Coding - Weighted LRU Cache - xAI Interview Question | DarkInterview

Weighted LRU Cache

Problem Overview

Design and implement a Weighted LRU (Least Recently Used) Cache that extends the traditional LRU cache by assigning a size (or weight) to each item. Unlike a standard LRU cache where each item counts as 1 toward the capacity, in a weighted LRU cache, the capacity is calculated as the sum of all item sizes.

This variant is commonly used in systems where cached items have varying memory footprints, such as:

Image caching (different resolutions have different file sizes)
API response caching (responses vary in payload size)
Database query result caching (result sets have different row counts)

Requirements

Your implementation should support two core operations: [Source: darkinterview.com]

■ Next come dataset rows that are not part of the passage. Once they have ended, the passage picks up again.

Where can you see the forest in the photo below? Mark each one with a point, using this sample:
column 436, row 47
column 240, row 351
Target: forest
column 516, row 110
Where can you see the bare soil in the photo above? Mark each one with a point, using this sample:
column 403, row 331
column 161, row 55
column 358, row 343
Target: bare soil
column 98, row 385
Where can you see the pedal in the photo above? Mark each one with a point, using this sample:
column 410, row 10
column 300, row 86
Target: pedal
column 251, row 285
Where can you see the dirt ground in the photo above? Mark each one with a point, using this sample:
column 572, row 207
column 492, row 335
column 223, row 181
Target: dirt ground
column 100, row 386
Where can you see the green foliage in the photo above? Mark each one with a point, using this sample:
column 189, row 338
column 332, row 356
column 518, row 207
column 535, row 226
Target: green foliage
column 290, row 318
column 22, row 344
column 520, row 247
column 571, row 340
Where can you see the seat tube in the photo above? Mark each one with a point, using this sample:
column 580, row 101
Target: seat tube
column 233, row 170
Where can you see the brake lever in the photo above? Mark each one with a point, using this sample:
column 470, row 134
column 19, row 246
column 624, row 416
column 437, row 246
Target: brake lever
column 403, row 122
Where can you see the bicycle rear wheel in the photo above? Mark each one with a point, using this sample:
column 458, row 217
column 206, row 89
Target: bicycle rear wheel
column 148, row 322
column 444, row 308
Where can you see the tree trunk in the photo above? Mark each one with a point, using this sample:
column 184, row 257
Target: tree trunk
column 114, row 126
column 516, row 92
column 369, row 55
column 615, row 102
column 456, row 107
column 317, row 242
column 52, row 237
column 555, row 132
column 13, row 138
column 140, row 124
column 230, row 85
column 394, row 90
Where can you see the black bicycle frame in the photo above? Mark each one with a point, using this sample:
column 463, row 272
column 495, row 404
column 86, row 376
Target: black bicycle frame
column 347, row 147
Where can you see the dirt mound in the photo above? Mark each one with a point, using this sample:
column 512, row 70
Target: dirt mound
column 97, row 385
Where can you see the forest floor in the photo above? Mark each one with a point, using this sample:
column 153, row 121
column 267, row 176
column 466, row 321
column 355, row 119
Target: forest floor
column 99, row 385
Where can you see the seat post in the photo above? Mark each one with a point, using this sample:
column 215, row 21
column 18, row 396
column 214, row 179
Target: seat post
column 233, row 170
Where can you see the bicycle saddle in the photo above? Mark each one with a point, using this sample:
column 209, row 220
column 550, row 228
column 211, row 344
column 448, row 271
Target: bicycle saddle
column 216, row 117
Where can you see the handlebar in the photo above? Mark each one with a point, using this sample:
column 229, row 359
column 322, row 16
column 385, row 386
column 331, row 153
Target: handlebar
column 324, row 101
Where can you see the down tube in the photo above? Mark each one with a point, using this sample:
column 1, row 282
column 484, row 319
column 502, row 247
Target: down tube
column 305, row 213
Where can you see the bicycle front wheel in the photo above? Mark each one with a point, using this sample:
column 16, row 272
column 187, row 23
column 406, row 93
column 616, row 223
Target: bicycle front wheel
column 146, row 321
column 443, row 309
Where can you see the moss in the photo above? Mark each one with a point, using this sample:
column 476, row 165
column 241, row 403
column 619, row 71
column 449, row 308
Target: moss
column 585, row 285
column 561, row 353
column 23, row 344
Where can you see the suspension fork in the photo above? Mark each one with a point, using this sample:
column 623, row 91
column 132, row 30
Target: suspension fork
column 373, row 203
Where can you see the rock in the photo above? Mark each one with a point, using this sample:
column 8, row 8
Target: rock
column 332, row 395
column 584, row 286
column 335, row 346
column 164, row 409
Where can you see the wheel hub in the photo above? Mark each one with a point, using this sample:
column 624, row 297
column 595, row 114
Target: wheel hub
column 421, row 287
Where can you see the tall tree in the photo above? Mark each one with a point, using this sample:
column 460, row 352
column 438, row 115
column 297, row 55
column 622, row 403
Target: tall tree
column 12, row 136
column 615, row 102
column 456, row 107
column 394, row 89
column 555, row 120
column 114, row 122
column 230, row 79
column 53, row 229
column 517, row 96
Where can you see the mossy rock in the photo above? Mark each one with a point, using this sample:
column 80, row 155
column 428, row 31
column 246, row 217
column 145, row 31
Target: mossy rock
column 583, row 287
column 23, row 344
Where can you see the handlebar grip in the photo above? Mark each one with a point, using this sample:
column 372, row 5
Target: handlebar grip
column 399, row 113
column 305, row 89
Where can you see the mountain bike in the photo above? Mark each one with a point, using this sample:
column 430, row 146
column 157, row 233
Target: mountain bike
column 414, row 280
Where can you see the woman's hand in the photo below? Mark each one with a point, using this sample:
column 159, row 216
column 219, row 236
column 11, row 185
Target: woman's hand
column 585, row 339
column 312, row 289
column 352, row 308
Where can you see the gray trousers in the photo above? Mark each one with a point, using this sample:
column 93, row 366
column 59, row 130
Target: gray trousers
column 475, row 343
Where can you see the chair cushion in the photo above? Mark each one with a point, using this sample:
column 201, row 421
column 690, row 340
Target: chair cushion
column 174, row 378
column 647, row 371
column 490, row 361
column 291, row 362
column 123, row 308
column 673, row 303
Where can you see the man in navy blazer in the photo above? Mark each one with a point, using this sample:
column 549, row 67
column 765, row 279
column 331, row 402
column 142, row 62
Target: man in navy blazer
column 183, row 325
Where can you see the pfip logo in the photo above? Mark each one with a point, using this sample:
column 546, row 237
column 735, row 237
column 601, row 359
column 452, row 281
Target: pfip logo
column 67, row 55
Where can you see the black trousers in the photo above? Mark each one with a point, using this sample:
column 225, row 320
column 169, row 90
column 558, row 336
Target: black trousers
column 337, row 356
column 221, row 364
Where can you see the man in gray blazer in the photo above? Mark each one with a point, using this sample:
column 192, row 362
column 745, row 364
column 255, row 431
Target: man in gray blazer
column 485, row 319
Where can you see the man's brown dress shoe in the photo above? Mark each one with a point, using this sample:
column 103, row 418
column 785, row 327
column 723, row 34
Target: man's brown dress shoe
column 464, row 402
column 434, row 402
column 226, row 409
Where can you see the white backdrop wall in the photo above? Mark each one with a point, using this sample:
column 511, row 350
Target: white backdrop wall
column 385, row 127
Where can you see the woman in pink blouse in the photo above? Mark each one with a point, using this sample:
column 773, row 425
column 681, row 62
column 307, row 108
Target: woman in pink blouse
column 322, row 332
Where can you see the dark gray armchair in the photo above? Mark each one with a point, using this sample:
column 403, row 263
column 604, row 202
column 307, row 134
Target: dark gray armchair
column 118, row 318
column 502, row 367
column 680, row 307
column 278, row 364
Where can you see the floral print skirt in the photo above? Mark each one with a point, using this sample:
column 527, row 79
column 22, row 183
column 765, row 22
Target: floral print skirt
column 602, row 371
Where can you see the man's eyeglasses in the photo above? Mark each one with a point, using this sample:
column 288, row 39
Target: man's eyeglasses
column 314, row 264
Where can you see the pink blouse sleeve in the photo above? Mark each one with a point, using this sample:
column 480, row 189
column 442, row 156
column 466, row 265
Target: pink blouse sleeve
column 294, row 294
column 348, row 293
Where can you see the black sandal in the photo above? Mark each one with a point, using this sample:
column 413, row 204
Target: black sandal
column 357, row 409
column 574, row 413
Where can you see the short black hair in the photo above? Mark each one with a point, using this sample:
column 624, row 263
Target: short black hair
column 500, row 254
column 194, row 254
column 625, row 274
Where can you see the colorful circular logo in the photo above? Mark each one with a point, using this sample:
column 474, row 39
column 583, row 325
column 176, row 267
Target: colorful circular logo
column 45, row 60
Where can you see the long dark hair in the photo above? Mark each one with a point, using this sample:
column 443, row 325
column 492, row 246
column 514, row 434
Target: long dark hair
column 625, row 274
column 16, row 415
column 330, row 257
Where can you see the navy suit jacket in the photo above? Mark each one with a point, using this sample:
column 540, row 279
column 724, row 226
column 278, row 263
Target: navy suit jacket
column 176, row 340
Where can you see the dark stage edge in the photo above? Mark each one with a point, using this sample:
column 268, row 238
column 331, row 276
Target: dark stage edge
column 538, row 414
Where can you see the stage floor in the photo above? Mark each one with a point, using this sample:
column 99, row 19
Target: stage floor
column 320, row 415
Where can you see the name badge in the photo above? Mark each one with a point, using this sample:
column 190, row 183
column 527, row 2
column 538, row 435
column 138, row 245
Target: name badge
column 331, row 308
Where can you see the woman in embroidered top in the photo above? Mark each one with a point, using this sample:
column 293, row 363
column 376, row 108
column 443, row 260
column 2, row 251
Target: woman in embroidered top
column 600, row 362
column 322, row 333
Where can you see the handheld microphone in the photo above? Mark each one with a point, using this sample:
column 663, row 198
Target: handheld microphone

get(key): Retrieve the value associated with the key. Returns -1 if the key doesn't exist.
put(key, value, size): Insert or update a key-value pair with an associated size. If adding the item causes the total size to exceed capacity, evict the least recently used items until there's enough space.

Example

# Source: https://darkinterview.com/collections/m5n8v3x1/questions/4d7c77cc-58d1-4334-9322-a034c2c0d19a
# Capacity is 10 (total weight, not item count)
cache = WeightedLRUCache(capacity=10)

cache.put("a", 1, 3)      # Cache: {"a": (1, size=3)} -> total size = 3
cache.put("b", 2, 4)      # Cache: {"a": (1, 3), "b": (2, 4)} -> total size = 7
cache.put("c", 3, 5)      # Exceeds capacity (7 + 5 = 12 > 10)
                          # Evict "a" (LRU, size=3) -> total size = 4
                          # Now add "c" -> total size = 9
                          # Cache: {"b": (2, 4), "c": (3, 5)}

cache.get("a")            # Returns -1 (evicted)
cache.get("b")            # Returns 2 (marks "b" as recently used)

cache.put("d", 4, 3)      # Would exceed (9 + 3 = 12 > 10)
                          # Evict "c" (LRU, size=5) -> total size = 4
                          # Add "d" -> total size = 7
                          # Cache: {"b": (2, 4), "d": (4, 3)}

Part 1: Basic Implementation

Problem Statement

Implement a WeightedLRUCache class with the following interface:

# Source: https://darkinterview.com/collections/m5n8v3x1/questions/4d7c77cc-58d1-4334-9322-a034c2c0d19a
class WeightedLRUCache:
    def __init__(self, capacity: int):
        """
        Initialize the cache with a maximum total capacity (by weight).

        Args:
            capacity: Maximum total size of all cached items
        """
        pass

    def get(self, key: str) -> int:
        """
        Get the value associated with the key.

        Returns:
            The value if key exists, -1 otherwise.
        """
        pass

    def put(self, key: str, value: int, size: int) -> None:
        """
        Insert or update a key-value pair with the given size.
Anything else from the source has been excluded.